Why traders still pick MT4 over newer platforms
MetaQuotes stopped issuing new MT4 licences a while back, steering brokers toward MT5. Still, most retail forex traders stayed put. The reason is not complicated: MT4 does one thing well. More than a decade's worth of custom indicators, Expert Advisors, and community scripts only work with MT4. Moving to MT5 means porting that entire library, and few people would rather keep trading than recoding.
I spent time testing MT4 and MT5 side by side, and the differences are smaller than you'd expect. MT5 adds a few extras like more timeframes and a built-in economic calendar, but the core charting is very similar. Unless you need MT5-specific features, MT4 is more than enough.
Getting MT4 configured properly the first time
The install process is quick. What actually causes problems is configuration. Out of the box, MT4 shows four charts squeezed onto a single workspace. Close all of them and start fresh with the pairs you care about.
Save yourself repeating the same setup by using templates. Configure your preferred indicators once, then save it as a template. After that you can load it onto other charts in two clicks. Minor detail, but over weeks it adds up.
A quick tweak that helps: go to Tools > Options > Charts and tick "Show ask line." The default view is the bid price on the chart, which makes buy entries seem misaligned by the spread amount.
MT4 strategy tester: honest expectations
The strategy tester in MT4 gives you the ability to run Expert Advisors against historical data. Worth noting though: the accuracy of those results comes down to your tick data. Standard history data from MetaQuotes is not real tick data, meaning gaps between real data points are estimated using algorithms. If you're testing something that needs accuracy, you read this need proper historical data.
The "modelling quality" percentage tells you more than the bottom-line PnL. If it's under 90% suggests the results shouldn't be taken seriously. People occasionally post backtest results with 25% modelling quality and ask why the EA fails in real conditions.
Backtesting is where MT4 earns its reputation, but it's only as good as the data you give it.
Custom indicators on MT4: worth the effort?
MT4 ships with 30 default technical indicators. Most traders never touch them all. That said, the platform's actual strength is in user-built indicators coded in MQL4. There are over 2,000 options, covering everything from simple moving average variations to elaborate signal panels.
Adding a custom indicator is simple: copy the .ex4 or .mq4 file into your MQL4/Indicators folder, reboot MT4, and it appears in the Navigator panel. The risk is quality control. Community indicators range from excellent to broken. A few are genuinely useful. Some are abandoned projects and may crash your terminal.
Before installing anything, check how recently it was maintained and whether people in the forums report issues. A poorly written indicator won't just give wrong signals — it can lag the whole terminal.

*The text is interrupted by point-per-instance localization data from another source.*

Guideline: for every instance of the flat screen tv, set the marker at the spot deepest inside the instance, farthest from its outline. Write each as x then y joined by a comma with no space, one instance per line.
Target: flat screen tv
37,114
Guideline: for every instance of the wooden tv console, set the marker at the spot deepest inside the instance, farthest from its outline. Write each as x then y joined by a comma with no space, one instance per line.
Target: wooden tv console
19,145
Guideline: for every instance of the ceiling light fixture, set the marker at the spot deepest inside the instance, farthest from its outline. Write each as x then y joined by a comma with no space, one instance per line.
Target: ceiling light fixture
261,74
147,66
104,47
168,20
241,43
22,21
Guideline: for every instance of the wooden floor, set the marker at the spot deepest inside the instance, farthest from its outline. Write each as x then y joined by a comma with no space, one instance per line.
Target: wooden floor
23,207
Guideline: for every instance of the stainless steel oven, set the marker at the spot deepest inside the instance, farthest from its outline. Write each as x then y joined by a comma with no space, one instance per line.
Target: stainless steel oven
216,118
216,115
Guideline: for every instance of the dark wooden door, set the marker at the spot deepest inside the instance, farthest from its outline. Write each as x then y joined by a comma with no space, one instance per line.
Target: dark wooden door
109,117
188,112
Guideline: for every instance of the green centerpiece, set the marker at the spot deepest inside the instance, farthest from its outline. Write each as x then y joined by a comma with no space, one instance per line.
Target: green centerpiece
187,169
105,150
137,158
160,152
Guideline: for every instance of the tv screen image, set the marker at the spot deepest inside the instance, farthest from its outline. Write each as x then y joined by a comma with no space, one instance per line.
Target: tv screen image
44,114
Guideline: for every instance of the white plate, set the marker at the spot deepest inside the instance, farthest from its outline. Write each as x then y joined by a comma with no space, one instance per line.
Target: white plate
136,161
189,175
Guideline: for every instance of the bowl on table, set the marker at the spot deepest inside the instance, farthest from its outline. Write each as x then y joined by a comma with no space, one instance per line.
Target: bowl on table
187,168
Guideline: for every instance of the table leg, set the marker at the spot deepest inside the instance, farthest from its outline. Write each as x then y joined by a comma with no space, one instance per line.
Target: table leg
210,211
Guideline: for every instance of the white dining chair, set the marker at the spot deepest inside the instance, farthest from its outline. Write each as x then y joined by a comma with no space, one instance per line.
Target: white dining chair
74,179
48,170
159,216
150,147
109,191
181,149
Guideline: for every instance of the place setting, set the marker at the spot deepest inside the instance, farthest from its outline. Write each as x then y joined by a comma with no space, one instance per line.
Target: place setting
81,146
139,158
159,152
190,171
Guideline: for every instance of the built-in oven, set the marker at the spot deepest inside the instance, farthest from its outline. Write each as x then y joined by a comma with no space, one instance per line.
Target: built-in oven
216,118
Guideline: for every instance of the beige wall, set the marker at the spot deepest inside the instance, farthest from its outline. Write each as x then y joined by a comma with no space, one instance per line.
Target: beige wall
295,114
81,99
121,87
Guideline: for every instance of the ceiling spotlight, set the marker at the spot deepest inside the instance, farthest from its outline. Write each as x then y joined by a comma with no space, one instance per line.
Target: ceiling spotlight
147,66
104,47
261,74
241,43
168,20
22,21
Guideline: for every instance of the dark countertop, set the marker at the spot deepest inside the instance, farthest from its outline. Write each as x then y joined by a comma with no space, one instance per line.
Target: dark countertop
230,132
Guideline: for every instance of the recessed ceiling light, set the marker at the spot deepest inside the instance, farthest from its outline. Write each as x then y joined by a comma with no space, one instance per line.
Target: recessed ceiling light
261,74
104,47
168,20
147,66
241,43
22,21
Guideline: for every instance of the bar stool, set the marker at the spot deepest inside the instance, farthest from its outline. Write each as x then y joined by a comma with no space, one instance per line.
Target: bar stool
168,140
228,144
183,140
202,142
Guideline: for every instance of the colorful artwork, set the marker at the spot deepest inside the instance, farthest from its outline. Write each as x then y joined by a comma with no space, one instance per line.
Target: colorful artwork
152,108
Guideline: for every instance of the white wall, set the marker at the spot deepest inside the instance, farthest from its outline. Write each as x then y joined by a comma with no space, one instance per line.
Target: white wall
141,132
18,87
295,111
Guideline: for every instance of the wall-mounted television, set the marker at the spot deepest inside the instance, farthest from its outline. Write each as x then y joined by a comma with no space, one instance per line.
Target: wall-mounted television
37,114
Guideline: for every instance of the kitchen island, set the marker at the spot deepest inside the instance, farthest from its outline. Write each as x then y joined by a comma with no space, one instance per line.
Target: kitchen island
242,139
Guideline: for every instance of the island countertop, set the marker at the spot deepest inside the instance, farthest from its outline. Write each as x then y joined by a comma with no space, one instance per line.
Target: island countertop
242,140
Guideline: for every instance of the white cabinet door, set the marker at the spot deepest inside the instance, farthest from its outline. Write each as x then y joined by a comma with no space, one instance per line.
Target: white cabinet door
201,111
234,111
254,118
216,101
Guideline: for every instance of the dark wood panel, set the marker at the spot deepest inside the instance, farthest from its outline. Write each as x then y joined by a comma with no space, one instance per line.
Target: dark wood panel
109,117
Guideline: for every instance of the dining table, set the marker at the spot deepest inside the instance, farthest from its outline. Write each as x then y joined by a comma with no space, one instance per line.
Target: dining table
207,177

Risk management settings most MT4 traders ignore
There are some risk management tools that a lot of people never configure. First worth mentioning is the maximum deviation setting in the order window. This controls how much slippage you're willing to tolerate on market orders. If you don't set it and you'll get whatever price is available.

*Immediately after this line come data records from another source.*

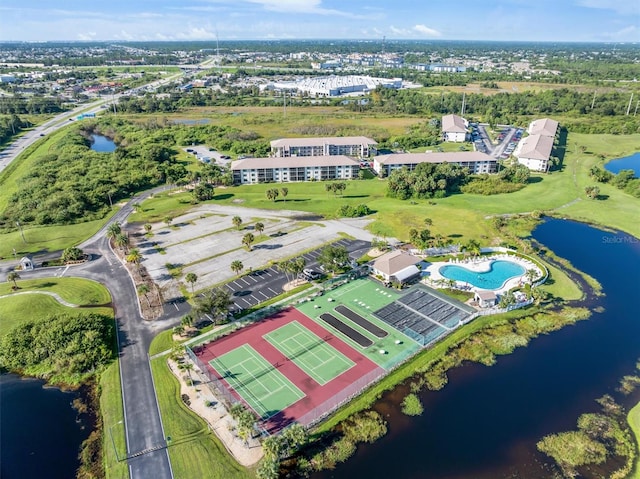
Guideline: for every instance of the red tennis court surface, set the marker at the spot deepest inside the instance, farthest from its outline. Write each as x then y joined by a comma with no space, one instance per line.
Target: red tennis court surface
318,399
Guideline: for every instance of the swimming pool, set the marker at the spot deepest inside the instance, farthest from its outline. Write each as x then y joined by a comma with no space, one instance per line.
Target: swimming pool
498,272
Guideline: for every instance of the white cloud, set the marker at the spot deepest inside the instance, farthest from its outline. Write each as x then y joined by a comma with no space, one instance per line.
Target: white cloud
624,7
425,30
87,36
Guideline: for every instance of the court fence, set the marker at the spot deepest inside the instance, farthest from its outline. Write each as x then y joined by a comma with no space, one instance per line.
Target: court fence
217,387
350,392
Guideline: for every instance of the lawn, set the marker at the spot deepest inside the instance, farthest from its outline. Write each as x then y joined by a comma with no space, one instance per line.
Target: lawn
194,450
114,447
22,307
83,292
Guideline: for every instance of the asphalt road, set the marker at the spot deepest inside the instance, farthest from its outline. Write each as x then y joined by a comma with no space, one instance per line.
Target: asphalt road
146,444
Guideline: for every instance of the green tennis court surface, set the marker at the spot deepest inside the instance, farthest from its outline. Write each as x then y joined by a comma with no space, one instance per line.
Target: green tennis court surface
261,385
321,361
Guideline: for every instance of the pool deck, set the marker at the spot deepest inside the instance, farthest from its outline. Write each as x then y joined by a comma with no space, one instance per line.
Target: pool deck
479,265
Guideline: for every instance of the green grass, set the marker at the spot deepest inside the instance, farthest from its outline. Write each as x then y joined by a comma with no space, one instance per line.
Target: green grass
194,451
634,422
114,446
22,307
83,292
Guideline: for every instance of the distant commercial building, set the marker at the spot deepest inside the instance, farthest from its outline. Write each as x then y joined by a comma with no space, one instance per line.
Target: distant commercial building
333,86
358,146
476,161
283,170
534,151
455,128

Stop losses are obvious, but the trailing stop function is underused. Click on an open trade, select Trailing Stop, and enter your preferred distance. The stop adjusts with price moves in your favour. Not perfect for every strategy, but for trend-following it reduces the urge to sit and watch.

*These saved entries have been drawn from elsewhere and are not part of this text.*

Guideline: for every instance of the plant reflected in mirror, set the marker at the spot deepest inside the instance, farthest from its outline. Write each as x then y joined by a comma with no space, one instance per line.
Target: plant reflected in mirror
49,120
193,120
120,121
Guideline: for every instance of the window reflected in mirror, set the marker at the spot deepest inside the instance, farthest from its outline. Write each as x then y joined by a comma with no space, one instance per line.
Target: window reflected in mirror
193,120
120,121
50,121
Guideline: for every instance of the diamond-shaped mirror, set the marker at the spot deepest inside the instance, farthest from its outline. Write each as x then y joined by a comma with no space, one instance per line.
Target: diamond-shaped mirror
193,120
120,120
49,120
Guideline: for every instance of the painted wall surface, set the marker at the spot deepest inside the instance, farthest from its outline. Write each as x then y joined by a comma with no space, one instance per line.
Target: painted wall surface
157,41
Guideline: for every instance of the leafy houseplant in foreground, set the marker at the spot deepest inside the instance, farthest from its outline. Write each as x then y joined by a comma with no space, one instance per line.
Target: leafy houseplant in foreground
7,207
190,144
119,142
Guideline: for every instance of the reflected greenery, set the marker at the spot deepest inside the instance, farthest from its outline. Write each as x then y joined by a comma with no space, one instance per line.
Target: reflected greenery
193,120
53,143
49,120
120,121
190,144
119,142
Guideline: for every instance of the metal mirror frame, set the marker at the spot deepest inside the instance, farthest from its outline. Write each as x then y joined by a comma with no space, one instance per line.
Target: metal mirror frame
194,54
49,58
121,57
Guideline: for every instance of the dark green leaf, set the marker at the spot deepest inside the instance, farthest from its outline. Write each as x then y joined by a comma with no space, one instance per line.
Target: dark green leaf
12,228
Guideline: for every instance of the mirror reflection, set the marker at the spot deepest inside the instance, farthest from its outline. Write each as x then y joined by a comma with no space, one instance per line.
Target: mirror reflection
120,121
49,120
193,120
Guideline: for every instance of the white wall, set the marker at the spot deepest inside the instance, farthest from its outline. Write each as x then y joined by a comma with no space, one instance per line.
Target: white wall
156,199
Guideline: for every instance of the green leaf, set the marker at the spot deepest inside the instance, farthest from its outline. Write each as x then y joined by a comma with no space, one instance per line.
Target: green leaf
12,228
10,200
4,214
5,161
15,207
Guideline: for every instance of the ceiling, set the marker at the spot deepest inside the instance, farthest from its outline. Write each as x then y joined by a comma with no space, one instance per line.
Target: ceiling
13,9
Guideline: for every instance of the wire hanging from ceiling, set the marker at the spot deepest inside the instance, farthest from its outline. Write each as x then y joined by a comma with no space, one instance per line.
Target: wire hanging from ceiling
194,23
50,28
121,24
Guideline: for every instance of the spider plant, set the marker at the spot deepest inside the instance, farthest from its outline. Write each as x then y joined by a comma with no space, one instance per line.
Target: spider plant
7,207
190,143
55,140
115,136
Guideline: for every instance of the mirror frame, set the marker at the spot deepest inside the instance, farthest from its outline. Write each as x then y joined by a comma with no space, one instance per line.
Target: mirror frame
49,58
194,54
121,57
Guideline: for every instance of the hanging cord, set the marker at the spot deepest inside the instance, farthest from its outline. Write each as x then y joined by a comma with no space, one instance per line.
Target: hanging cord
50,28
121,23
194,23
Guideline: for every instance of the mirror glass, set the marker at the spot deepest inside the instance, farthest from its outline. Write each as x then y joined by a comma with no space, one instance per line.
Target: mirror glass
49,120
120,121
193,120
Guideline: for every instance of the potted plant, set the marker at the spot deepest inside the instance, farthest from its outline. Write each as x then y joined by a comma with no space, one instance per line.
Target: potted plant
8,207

None of this is complicated to set up and the difference in discipline is noticeable over time.
EAs on MT4: what to realistically expect
EAs sounds appealing: program your strategy and stop staring at charts. In reality, most EAs fail to deliver over any decent time period. EAs sold with perfect backtest curves tend to be over-optimised — they performed well on the specific data they were tested on and stop working the moment the market does something different.
This isn't to say all EAs are worthless. A few people develop personal EAs for one particular setup: time-based entries, automating position size calculations, or taking profit at predetermined levels. That kind of automation are more reliable because they execute defined operations that don't require discretion.
Before running any EA with real money, use a demo account for a minimum of several weeks in different conditions. Live demo testing is more informative than any backtest.
MT4 beyond the desktop
MT4 was built for Windows. Mac users deal with friction. Previously was Wine or PlayOnMac, which did the job but came with rendering issues and stability problems. Some brokers now offer native Mac apps using Crossover or similar wrappers, which are better but still aren't true native apps.
On mobile, available for both iOS and Android, work well for keeping an eye on open trades and tweaking stops. Serious charting work on a mobile device isn't realistic, but closing a trade on the go is worth having.
Look into whether your broker has a proper macOS version or just Wine under the hood — the difference in stability is noticeable.